Revenues through Measure Z account for 75% of the next two years of funding DVP will have to contract with partner organizations like Trybe. The Public Safety and Services Violence Prevention Oversight Commission (SSOC) oversees Measure Z spending.

On July 18, the DVP submitted a memo to the SSOC outlining proposed cuts that could reach the mandatory $4.4 million reduction, highlighting four areas that it saw as possibly the most eligible: youth employment, adult employment, mini-grants (funding for residents and smaller service providers working to change norms around community violence), and healing and restorative activities, which includes funding to support families who have lost loved ones to violence—like the support Hatcher received.
DVP recommended these four areas for cuts because they are less directly aligned with Mayor Thao’s priorities of addressing group- and gun-related violence, sex trafficking, and school-based programs, said Jenny Linchey, DVP’s acting deputy chief of grants, programs, and evaluation. The DVP also considered what services are being funded through other agencies and departments, Linchey said, so that if their funding is cut, the impact might be less severe. If three of the four recommended services are eliminated, the deficit would be covered.
On July 24, the SSOC reviewed the DVP’s recommendations but did not support them. The SSOC expressed disappointment that the DVP proposed reducing partner organizations’ budgets.
“We did not want to come here with any of the four recommendations. We would choose to keep everything whole. All of these are necessary services. It is our best thinking. And we recognize that at the end of tonight, we’re still going to have a deficit,” Killens responded. “It’s going to hurt regardless. Let’s just be honest. Period.”

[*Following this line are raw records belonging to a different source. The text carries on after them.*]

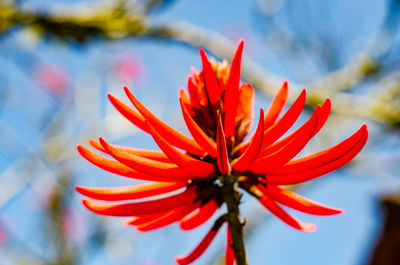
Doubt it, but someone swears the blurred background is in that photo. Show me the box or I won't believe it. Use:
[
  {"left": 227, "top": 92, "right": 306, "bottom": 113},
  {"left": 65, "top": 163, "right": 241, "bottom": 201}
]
[{"left": 0, "top": 0, "right": 400, "bottom": 265}]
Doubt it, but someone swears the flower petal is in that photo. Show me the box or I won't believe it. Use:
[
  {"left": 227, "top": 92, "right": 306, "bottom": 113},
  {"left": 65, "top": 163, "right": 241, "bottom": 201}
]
[
  {"left": 264, "top": 80, "right": 288, "bottom": 128},
  {"left": 89, "top": 139, "right": 173, "bottom": 163},
  {"left": 262, "top": 89, "right": 306, "bottom": 148},
  {"left": 179, "top": 200, "right": 219, "bottom": 230},
  {"left": 82, "top": 187, "right": 197, "bottom": 216},
  {"left": 136, "top": 202, "right": 200, "bottom": 232},
  {"left": 124, "top": 87, "right": 204, "bottom": 156},
  {"left": 99, "top": 138, "right": 193, "bottom": 180},
  {"left": 249, "top": 110, "right": 318, "bottom": 175},
  {"left": 175, "top": 217, "right": 223, "bottom": 265},
  {"left": 258, "top": 196, "right": 317, "bottom": 233},
  {"left": 75, "top": 181, "right": 188, "bottom": 201},
  {"left": 77, "top": 145, "right": 177, "bottom": 182},
  {"left": 258, "top": 99, "right": 331, "bottom": 158},
  {"left": 257, "top": 185, "right": 343, "bottom": 215},
  {"left": 232, "top": 109, "right": 264, "bottom": 172},
  {"left": 187, "top": 76, "right": 201, "bottom": 109},
  {"left": 224, "top": 40, "right": 244, "bottom": 137},
  {"left": 200, "top": 49, "right": 220, "bottom": 104},
  {"left": 108, "top": 94, "right": 148, "bottom": 132},
  {"left": 146, "top": 121, "right": 215, "bottom": 178},
  {"left": 267, "top": 127, "right": 368, "bottom": 185},
  {"left": 268, "top": 125, "right": 367, "bottom": 175},
  {"left": 216, "top": 113, "right": 231, "bottom": 175},
  {"left": 225, "top": 225, "right": 235, "bottom": 265},
  {"left": 181, "top": 90, "right": 217, "bottom": 157}
]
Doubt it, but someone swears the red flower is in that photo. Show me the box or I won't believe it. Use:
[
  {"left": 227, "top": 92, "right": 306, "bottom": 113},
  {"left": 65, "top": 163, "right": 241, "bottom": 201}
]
[{"left": 77, "top": 42, "right": 368, "bottom": 264}]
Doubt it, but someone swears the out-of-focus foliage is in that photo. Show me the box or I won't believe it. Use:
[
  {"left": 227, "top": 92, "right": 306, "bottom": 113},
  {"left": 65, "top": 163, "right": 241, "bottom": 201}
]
[{"left": 0, "top": 0, "right": 400, "bottom": 265}]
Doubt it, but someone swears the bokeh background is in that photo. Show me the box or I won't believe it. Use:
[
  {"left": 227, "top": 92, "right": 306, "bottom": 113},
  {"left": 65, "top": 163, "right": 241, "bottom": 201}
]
[{"left": 0, "top": 0, "right": 400, "bottom": 265}]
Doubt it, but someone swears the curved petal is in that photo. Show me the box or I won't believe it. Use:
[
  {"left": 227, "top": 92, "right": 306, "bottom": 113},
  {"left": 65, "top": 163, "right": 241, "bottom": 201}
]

The SSOC recommended a different approach. It recommended keeping the partner organizations’ budgets fully funded for nine months. While Measure Z does not fund DVP staff positions, the SSOC questioned the DVP’s staffing model and recommended it cover the remainder of the fiscal year and the budget deficit with potential philanthropic funding and by leaving vacant positions open.
That plan is risky, according to Linchey. The vacant positions need to be filled from the administrative roles to the violence interrupters on DVP staff, she said, and the DVP network does not currently have enough violence interrupters to support the city around the clock. She fears that fully funding partner contracts for nine months could backfire, draining the budget when additional funding after nine months is not guaranteed. Doing so, Linchey said, could result in even worse cuts for DVP partner organizations.

With all this uncertainty swirling, Truehill worries that he could be impacted. Trybe has three violence interrupters funded by DVP, and Truehill is the only full-time staffer on their team.
“Once the cuts go through,” Truehill predicts, “I won’t be working no more.”
The DVP will submit their final funding cut recommendations on August 14 which will go through a series of reviews and discussions before the City Council meeting on September 20 where the plans will be finalized.
Beyond figuring out these immediate cuts, the DVP still has a major hurdle ahead. Measure Z sunsets on December 31, 2024. According to Linchey, the city will advocate for another ballot measure on the 2024 general election ballot to reauthorize Measure Z for another ten years. If Measure Z is not reauthorized, DVP services could be dramatically cut.
“It sucks because with the city, it’s like paper pushing what the numbers are saying, but they’re not actually standing on the corner and seeing the guy that got shot last year that’s saying, ‘Thank you,’” said Truehill.
If Truehill is impacted by the budget cuts, he expects he will continue doing the same work, he said, just without getting paid. He might try to start a non-profit; he’s not sure.
“I won’t let it affect the way I look at things or how I help people,” Truehill said. “Whatever was meant to be will be.”